With this background, it's clear that should we choose to remove
time-based expiration from the ODP IPsec API spec we would have an
incomplete IPsec specification that would require any ODP
implementation that wishes to be IPsec compliant to "fill in" the spec
on its own. That would not be good. Note also that the RFC says
nothing about counting packets, only bytes, so perhaps we shouldn't be
offering packet counts?
Given that we want to keep these, the question is then how are they to
be handled? The argument I would make is that these are control
signals as they indicate that the control plane should begin rekeying
on an SA (soft expiration) or that an SA's lifetime has ended (hard
expiration). As such they should be odp_ipsec_status_t events, which
seems to be what IPsec users like OFP would prefer.
Currently the odp_ipsec_param_t includes the fields:
/** Destination queue for IPSEC events
*
* Operations in asynchronous or inline mode enqueue resulting events
* into this queue.
*/
odp_queue_t dest_queue;
/** Classifier destination CoS for IPSEC result events
*
* Result events for successfully decapsulated packets are sent to
* classification through this CoS. Other result events are sent to
* 'dest_queue'. This field is considered only when 'pipeline' is
* ODP_IPSEC_PIPELINE_CLS. The CoS must not be shared between any pktio
* interface default CoS.
*/
odp_cos_t dest_cos;
But perhaps this is too coarse. Having a dest_cos makes sense for
PIPELINE_CLS output but the current dest_queue is used for both
odp_ipsec_result_t and odp_ipsec_status_t events, which inherently
have different "consumers". So might it make more sense to split this
into:
/**
* Output queue for IPSEC results
*
* Operations in asynchronous or inline mode enqueue result events are placed
* onto this queue.
*/
odp_queue_t result_queue;
/**
* Output queue for IPSEC status
*
* Status events relating to this SA are placed onto this queue.
*/
odp_queue_t status_queue;
This would also solve the "sync mode" problem that Dmitry mentioned.

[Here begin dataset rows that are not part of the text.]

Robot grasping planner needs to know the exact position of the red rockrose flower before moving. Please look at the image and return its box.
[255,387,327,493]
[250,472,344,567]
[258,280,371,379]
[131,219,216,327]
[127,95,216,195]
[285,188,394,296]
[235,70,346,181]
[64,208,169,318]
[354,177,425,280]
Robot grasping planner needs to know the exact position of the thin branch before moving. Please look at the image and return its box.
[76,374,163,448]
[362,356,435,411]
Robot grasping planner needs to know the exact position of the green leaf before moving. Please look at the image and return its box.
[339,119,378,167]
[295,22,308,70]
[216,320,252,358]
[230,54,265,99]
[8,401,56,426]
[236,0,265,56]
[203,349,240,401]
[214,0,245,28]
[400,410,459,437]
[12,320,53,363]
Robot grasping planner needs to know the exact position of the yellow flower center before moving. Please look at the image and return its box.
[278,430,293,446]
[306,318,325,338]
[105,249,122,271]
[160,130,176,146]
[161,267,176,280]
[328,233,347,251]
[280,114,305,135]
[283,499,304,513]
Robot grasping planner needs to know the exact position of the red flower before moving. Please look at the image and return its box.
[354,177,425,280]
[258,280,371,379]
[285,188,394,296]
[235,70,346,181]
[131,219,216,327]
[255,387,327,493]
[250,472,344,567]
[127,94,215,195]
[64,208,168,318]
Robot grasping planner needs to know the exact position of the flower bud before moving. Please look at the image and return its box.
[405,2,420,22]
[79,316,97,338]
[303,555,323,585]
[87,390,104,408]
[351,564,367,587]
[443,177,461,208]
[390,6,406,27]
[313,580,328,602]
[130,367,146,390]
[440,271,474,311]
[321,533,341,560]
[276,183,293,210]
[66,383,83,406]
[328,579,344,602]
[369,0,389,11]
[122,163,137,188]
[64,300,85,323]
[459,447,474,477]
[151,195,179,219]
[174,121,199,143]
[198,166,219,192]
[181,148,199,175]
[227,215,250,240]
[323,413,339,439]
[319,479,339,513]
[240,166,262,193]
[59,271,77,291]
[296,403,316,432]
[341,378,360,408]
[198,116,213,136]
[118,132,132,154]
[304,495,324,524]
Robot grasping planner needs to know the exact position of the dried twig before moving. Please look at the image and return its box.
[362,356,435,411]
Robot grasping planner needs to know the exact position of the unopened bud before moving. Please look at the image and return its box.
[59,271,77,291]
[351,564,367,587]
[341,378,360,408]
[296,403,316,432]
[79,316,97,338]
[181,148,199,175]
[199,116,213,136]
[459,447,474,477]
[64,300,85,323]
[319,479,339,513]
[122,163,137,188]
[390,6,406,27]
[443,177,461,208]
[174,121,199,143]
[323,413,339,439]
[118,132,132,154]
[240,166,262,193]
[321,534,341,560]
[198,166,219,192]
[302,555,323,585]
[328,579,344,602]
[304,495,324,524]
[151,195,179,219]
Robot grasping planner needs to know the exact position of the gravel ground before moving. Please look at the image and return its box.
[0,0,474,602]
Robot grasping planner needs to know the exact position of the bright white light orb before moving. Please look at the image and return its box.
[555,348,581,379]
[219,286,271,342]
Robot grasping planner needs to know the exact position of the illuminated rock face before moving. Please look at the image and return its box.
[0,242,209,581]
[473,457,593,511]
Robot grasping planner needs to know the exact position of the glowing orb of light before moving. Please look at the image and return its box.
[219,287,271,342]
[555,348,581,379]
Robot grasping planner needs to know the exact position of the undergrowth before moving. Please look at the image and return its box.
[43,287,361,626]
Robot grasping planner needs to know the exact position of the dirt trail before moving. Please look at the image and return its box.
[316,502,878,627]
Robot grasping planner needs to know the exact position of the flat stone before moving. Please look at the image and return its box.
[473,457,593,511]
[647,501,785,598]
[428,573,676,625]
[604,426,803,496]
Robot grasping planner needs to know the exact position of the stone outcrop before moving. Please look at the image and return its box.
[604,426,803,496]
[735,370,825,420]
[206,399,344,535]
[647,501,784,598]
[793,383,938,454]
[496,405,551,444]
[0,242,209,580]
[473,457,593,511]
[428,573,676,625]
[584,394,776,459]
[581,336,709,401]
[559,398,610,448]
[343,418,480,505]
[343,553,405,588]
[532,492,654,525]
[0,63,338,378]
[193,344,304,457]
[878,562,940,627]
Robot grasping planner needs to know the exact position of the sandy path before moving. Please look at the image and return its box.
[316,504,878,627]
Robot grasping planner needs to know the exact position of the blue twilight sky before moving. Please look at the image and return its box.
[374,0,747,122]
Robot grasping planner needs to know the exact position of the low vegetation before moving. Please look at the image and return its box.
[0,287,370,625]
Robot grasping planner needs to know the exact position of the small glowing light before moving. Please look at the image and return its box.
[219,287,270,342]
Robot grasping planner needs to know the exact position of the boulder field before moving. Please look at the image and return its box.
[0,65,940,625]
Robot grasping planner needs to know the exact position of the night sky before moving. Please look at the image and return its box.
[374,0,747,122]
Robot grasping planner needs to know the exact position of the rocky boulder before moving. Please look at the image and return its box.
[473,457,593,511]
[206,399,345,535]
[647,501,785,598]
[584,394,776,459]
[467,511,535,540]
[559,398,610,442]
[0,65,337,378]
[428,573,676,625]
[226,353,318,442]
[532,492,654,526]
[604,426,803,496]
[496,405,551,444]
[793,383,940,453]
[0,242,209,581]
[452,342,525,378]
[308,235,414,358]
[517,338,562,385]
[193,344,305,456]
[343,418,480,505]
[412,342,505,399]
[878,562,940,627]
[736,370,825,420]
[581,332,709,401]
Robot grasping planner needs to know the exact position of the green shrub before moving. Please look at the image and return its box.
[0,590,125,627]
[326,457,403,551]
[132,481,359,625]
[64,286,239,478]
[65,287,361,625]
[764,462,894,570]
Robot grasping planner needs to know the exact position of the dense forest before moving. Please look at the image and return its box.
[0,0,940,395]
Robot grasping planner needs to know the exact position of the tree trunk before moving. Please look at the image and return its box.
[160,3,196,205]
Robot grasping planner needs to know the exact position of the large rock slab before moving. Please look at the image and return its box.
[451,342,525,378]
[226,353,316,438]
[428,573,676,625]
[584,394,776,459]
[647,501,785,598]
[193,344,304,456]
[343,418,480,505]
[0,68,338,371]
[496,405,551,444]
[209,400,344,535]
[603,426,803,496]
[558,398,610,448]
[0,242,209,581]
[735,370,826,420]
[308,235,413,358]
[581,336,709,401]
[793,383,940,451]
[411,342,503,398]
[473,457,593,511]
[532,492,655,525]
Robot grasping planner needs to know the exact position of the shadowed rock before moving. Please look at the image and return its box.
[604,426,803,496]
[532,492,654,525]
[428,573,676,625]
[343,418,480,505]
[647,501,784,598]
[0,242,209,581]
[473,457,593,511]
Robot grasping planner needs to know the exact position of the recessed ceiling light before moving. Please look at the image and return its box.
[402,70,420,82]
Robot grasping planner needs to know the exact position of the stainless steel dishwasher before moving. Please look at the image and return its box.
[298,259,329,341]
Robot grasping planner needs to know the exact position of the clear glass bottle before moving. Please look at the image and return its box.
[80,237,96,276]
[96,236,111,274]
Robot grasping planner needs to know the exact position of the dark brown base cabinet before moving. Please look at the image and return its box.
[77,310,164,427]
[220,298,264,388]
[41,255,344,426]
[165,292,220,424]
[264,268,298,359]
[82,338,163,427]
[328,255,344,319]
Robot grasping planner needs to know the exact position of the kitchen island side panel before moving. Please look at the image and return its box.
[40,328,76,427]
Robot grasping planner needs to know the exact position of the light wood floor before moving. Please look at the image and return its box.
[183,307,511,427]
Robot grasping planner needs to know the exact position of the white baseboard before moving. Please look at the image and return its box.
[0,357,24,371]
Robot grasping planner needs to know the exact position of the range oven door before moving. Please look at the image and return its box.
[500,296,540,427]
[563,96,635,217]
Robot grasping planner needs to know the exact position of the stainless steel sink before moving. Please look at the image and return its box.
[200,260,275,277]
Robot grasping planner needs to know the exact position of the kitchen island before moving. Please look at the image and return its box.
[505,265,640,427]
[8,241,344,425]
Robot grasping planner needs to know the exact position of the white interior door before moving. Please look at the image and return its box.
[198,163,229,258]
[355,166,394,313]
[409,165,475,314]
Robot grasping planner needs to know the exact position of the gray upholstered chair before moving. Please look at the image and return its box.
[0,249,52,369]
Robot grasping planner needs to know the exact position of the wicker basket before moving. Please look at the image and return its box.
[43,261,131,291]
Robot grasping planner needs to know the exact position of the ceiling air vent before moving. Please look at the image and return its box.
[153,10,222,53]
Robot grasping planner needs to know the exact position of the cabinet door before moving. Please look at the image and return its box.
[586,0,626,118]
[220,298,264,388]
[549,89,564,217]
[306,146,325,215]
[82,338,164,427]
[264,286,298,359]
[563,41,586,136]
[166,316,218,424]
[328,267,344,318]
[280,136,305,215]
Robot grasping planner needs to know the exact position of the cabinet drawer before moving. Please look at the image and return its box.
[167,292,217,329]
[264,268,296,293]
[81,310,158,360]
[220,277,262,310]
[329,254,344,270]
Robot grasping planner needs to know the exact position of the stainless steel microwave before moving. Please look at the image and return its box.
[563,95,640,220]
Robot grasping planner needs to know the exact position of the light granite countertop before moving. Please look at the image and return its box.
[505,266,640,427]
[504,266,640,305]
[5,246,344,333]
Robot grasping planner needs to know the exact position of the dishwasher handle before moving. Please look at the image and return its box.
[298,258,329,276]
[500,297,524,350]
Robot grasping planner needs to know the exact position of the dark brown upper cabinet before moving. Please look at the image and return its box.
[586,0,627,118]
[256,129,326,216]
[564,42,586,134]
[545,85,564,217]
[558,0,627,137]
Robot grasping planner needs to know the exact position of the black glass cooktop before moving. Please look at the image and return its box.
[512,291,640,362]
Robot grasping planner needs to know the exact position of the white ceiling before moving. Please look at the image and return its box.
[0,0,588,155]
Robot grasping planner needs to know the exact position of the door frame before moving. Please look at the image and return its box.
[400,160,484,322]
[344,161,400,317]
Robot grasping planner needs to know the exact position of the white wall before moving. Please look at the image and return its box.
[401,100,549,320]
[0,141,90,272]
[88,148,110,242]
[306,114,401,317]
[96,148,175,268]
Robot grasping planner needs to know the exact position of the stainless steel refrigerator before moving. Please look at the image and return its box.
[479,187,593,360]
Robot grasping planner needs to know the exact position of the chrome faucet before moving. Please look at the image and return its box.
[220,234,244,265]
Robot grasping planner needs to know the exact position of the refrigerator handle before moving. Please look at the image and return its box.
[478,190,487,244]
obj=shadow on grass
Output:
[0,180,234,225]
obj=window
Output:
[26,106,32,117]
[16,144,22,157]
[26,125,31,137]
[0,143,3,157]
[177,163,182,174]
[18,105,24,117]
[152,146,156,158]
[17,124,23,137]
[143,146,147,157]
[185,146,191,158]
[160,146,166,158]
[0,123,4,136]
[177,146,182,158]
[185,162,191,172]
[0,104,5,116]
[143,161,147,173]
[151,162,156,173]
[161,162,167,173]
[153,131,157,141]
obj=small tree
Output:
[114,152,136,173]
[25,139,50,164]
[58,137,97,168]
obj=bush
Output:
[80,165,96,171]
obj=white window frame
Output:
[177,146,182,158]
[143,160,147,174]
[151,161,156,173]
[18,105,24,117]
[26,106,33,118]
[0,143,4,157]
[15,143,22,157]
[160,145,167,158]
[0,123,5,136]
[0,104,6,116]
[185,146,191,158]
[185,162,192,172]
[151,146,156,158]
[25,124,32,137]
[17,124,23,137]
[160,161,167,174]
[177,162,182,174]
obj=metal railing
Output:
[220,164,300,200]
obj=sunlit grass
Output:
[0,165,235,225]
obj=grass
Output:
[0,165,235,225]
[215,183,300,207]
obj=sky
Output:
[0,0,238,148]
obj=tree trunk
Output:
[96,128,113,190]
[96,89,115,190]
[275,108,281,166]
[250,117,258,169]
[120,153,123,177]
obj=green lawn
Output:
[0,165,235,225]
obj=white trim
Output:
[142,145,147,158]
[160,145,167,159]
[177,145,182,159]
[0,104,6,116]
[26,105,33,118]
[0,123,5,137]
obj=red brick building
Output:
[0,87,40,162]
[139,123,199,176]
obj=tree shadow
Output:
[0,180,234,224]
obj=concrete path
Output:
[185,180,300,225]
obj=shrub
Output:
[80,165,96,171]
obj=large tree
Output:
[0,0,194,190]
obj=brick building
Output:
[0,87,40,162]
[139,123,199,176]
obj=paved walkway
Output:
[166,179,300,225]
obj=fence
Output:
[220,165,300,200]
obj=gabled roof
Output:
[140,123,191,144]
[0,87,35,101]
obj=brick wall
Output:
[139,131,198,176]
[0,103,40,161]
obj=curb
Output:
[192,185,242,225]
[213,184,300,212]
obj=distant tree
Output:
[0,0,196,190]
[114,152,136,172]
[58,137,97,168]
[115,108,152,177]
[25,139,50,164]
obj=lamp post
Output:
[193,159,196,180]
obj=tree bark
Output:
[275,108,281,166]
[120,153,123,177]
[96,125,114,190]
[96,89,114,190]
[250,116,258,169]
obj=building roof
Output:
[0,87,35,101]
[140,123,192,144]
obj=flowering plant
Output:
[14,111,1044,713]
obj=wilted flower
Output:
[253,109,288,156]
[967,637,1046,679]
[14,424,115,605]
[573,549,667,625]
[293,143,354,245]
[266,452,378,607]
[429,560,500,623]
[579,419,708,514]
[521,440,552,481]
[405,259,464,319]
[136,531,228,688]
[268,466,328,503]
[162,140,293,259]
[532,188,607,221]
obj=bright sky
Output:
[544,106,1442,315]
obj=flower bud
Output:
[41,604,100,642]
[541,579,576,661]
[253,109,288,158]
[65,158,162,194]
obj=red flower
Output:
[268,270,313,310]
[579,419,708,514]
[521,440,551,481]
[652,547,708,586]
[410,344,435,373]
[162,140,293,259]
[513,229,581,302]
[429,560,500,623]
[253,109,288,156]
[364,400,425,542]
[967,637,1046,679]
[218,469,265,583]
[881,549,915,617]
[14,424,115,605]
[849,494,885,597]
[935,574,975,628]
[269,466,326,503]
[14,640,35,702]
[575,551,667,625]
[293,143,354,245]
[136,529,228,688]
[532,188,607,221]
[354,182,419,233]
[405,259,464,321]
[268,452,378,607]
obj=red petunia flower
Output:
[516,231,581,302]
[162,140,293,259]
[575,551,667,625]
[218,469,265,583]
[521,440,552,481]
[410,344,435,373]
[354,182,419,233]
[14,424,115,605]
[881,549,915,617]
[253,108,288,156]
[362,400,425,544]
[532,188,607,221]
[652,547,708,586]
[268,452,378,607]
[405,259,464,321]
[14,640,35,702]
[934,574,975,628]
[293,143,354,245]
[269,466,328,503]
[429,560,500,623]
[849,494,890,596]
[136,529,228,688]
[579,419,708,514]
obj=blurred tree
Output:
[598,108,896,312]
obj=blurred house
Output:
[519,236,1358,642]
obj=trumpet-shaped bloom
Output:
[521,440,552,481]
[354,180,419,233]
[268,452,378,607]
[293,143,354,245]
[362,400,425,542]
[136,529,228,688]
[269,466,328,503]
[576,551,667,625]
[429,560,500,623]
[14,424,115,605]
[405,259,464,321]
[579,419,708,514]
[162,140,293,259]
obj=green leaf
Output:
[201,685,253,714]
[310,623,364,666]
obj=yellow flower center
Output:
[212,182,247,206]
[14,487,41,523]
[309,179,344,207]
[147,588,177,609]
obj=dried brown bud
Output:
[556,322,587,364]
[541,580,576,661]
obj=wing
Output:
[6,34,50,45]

An application that only intends to use IPsec lookaside operations and
then only in sync mode may set result_queue to ODP_QUEUE_INVALID.
However, if it wishes to specify a lifetime associated with this SA
then it MUST also specify a status_queue. Failure to do so would fail
the odp_ipsec_sa_create() call.
With these in place IPsec operation seems well-defined and
RFC-compliant. Results are returned synchronously for sync operations
or asynchronously via the result_queue for async operations. Inline
operations go to either the result_queue or dest_cos, depending on
whether PIPELINE_CLS is in place. And any status events associated
with SA state changes go to the status_queue.